“Cuando encuentres a Buda, mátalo”. No lo digo yo, lo dice el proverbio. Y es que además ese cabrón se le parecía: gordo, calvo, con los ojos rasgados… si hasta vestía de naranja. Estaba claro, ¿no? ¿Quién coño iba a pensar que en China también había repartidores de butano?

AÑO DE MUNDIAL

Schumacher, Harald Anton. Düren, 6 de marzo de 1954. Portero de Alemania Federal entre 1979 y 1986. El que le rompió una costilla de una patada a Battiston en el 82 y lo dejó inconsciente. El que se jugó su carrera publicando los escándalos de sexo, drogas y amaños del fútbol alemán. Toni, para sus amigos. Y Chumaquito, para mi madre. ¡Chumaquito… párala!, repetía, como si fuera un mantra, pegada a la tele. Y Chumaquito, obediente, paraba un penalti detrás de otro. Echó a México de su Mundial. 

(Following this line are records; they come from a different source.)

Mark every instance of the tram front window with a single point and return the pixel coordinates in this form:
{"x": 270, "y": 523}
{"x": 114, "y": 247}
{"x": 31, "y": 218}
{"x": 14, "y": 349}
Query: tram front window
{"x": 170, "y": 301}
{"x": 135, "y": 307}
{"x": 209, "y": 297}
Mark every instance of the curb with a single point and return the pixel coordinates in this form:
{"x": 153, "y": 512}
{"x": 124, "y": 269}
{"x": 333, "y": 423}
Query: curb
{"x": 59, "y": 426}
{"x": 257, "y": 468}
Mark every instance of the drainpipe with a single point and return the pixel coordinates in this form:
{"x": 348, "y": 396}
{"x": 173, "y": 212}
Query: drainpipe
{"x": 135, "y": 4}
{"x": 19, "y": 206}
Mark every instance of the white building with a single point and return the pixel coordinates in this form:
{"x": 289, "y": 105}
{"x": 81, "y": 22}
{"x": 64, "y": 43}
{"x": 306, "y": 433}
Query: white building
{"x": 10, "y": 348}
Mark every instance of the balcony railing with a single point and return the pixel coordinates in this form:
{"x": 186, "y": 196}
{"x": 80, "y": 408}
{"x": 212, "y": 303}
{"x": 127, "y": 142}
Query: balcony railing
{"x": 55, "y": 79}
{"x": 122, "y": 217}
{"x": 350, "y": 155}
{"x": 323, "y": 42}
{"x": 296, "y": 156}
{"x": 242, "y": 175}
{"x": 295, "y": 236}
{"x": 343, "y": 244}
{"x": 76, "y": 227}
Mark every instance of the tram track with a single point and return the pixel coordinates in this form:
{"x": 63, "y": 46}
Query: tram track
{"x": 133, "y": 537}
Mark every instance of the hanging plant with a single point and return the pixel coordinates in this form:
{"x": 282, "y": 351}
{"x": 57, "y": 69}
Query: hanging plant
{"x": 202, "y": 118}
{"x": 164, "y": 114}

Esas noches de junio son mis recuerdos más antiguos. Recuerdos sólidos, me refiero, porque lo demás son imágenes inconexas de carreras con abrigos de borlitas azules, bicis con ruedines y las cuentas sentado al lado de Doña Adela en su mesa. No es gran cosa, pero en el fondo me alegro, porque debe de ser una de las pocas veces en mi vida que he llegado a tiempo a algún sitio. Lo digo por haber podido ver el gol de Maradona, claro. Bueno, los goles… el de la mano de Dios y el del barrilete cósmico. Ah, y el gol fantasma de Míchel, que nos convirtió en la única generación capaz de saber de memoria el nombre de un árbitro internacional australiano… todo un superpoder. Y, sobre todo, lo digo por los de Butragueño a Dinamarca, que nos revelaron la existencia de una ciudad mexicana de nombre Querétaro. Sonaba a peli del Oeste, a bigotudos mal encarados baleando a un regimiento yanqui. Si alguna vez me bato en duelo quiero que sea allí.

Todo era misterioso entonces. Porque aún me parecía un tanto mágico que siendo noche cerrada como era, aquellos valientes estuvieran corriendo al mismo tiempo bajo un sol de justicia. El fútbol me demostró la redondez de la Tierra. Que por eso acabamos casi siempre en el mismo sitio lo aprendí más tarde. Bueno, decía que fuera era noche cerrada, pero olvidé decir que la calle estaba llena de gente. En aquella época las fiestas del barrio, San Juan, se hacían justo en mi calle. Carreras de sacos, exposiciones de cerámica, campeonatos de ajedrez… y por la noche, verbena. En el mismo sitio en que los domingos del resto del año aparecían el gitano y la cabra se colocaba una pequeña orquesta. Desde mi ventana se veía, así que en cada paroncito del partido me asomaba a verla con mi madre. Además, el tipo que tocaba la batería conocía a mi madre y siempre le dedicaba alguna de las canciones. Y yo me hinchaba de orgullo. Allí, debajo de aquella luz anaranjada que daban las farolas, parecía que nada podía ir mal nunca, que ese mundo -redondo- giraba justo como tenía que hacerlo. 

En fin, espero que después de leer esto entiendas por qué te digo que eres más bonita que una noche de junio. Pero en año de Mundial, claro.